Leur histoire commence semblable à la scène du film Forrest Gump lorsqu’assis à un arrêt d’autobus, Forrest s’adresse à une étrangère lui rappelant les paroles de sa mère qui comparait la vie à une boîte de chocolat. Diane, bénévole, et sa Grande Amie Yvrande s’étaient retrouvées pour la première fois assises l’une près de l’autre sur un banc de parc à se demander sur « qui » elles allaient tomber. Il s’avère que cette rencontre fut délicieuse et qu’elle leur a donné le goût de se revoir.

Yvrande, 90 ans bientôt, est une ancienne bénévole des Petits Frères de Québec. Suite à la perte de son mari et des membres de sa famille, elle éprouvait parfois une solitude qu’elle n’avait pas choisie. Curieuse de profiter à son tour des bienfaits du don de soi, elle s’était inscrite à titre de Grande Amie auprès de sa coordonnatrice régionale. Elle avait tellement donné d’elle-même auprès des personnes aînées et connaissait le cadeau que l’on se fait à s’offrir à l’autre. Elle voulait maintenant découvrir la joie de se développer.

Diane, à la retraite, ayant quitté Montréal pour se rapprocher de sa fille et ses petits-enfants près de Québec, décide qu’un jour elle aimerait « adopter » une personne aînée.

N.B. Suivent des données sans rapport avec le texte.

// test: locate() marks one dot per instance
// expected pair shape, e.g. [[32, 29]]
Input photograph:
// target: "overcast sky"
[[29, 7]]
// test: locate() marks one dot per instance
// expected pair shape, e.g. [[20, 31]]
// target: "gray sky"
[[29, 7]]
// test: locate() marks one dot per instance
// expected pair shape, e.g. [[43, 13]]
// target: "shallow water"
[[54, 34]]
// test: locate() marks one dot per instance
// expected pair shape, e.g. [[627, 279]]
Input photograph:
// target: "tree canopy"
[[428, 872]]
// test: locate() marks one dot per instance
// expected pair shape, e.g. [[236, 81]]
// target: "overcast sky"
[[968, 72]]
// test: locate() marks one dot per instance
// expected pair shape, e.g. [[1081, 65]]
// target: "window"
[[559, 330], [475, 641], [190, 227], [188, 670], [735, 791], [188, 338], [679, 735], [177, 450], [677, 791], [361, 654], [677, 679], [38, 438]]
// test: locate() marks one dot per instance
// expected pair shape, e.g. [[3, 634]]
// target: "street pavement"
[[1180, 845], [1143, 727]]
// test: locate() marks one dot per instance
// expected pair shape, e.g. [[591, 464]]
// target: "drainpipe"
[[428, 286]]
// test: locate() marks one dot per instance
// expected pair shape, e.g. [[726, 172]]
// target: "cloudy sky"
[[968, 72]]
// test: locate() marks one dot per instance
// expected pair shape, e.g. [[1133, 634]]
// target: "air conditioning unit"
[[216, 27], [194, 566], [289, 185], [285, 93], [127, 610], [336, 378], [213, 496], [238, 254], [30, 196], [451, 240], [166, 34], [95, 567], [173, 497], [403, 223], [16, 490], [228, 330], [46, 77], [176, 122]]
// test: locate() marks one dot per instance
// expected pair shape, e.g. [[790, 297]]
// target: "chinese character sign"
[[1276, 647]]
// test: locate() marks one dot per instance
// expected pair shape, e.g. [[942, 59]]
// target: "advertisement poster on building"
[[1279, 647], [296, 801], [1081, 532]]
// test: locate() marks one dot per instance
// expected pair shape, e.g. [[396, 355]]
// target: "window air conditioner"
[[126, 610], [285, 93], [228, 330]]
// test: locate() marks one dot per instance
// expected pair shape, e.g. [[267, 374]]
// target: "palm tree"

Une amie lui mentionne l’existence des Petits Frères et que à travers eux, elle trouverait plus d’un berceau rempli d’années de vie emmaillottées de souvenirs que plus personne ne berce.

Aucun document officiel ou contrat d’engagement ne pouvaient authentifier la signature au fond du cœur de Diane, tombée sous le charme d’adoption d’Yvrande, promettant aussi longtemps que possible de l’accompagner dans les bons et les moins bons moments!

Trêve de métaphore, chaque rencontre de ces dames de cœur est un jeu d’enfant.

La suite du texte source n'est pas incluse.